What is it that is powering this machine? Our consumerism. Our affluence. Our greed. Although most of us would not recognise, let alone acknowledge, that it is our greed that fuels this juggernaut. We have been manipulated. The captains of industry and their marketing sergeants have prodded at our fears and greed, and at our hopes and desires with a message that says “if you buy then you will gain happiness.”
Indeed, they have been quite blatant about this. Not long after the end of the second world war Victor Lebow (a corporate director, co-chair of the Economics of Distribution at Columbia University, and a writer) was declaring that,1
“Our enormously productive economy demands that we make consumption our way of life, that we convert the buying and use of goods into rituals, that we seek our spiritual satisfactions, our ego satisfactions, in consumption. The measure of social status, of social acceptance, of prestige, is now to be found in our consumptive patterns. The very meaning and significance of our lives today expressed in consumptive terms. The greater the pressures upon the individual to conform to safe and accepted social standards, the more does he tend to express his aspirations and his individuality in terms of what he wears, drives, eats- his home, his car, his pattern of food serving, his hobbies.”In order to make this happen, Lebow exhorted his corporate colleagues that,
“We need things consumed, burned up, worn out, replaced, and discarded at an ever increasing pace. We need to have people eat, drink, dress, ride, live, with ever more complicated and, therefore, constantly more expensive consumption.”They have been doing it ever since, getting better and better at it. More and more cunning and devious. This century the marketers have managed to shift consumption beyond that of social status and meaning. In the past decade or two they have managed to imbue consumption with our self identity.

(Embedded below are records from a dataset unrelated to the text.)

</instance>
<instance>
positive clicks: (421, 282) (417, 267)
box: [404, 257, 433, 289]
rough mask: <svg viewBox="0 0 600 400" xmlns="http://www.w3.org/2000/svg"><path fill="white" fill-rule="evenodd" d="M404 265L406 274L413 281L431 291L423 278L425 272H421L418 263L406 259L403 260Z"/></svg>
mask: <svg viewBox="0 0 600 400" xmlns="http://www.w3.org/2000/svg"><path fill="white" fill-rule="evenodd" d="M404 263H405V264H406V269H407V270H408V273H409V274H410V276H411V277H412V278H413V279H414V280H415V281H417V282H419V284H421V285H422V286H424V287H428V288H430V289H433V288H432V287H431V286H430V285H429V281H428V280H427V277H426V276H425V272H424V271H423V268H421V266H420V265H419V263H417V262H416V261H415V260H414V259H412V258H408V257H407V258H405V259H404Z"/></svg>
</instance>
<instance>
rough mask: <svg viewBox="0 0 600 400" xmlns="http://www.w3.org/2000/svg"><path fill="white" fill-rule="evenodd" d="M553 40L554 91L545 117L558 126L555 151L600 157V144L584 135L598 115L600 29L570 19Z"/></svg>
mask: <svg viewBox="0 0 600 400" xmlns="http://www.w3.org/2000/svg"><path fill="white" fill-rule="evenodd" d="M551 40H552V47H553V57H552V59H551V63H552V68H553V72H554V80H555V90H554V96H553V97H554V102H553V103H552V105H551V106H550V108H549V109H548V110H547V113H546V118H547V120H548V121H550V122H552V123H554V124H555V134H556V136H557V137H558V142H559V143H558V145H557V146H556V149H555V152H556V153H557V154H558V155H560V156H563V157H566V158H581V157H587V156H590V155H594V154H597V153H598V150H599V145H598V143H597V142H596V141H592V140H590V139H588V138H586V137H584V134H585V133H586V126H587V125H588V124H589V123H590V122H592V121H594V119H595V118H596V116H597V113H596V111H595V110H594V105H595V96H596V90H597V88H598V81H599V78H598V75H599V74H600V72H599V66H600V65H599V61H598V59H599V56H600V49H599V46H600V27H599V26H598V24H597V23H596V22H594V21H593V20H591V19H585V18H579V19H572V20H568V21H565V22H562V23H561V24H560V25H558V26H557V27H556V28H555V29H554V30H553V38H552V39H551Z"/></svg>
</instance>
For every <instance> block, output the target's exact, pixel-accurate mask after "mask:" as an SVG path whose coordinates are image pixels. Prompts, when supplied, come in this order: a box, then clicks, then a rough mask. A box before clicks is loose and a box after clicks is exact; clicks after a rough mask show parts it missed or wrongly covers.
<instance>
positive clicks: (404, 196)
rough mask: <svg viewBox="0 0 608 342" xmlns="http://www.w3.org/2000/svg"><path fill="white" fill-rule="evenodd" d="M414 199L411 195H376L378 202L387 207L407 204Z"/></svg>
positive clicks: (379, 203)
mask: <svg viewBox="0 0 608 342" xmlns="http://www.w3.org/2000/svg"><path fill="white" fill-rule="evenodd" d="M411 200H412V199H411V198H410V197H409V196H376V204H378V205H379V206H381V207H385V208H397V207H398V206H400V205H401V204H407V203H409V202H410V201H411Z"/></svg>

They’ve got us. We are now trapped. We go out and buy in order to build our sense of self, to find our identity in a corporate logo worn by our favourite pop singer or sports star. Then within days (or sometimes even hours) we become dissatisfied. There is no self-hood in what we have just bought. We stop using it, we throw it away. Then what do we do? Go and buy something else to fill the void in our lives – exactly as Lebow and his colleagues would have us do.
All of this continual buying, discarding, consuming, buying more, discarding more is fuelling that runaway machine.
It’s time that we, the passengers, began to question the machine. We need to question not just the direction, but the machine itself. We need to also question the fuel – our own sense of who we are. If we do that, we might just find that by opting off the machine we find the satisfaction that we really desire. We may find that our self identity and our satisfaction is found in quietly and simply wandering in the vast earthly realm, well away from the consumerist machine.
So let us question the machine.
Notes:
1. Victor Lebow in Journal of Retailing. Spring 1955.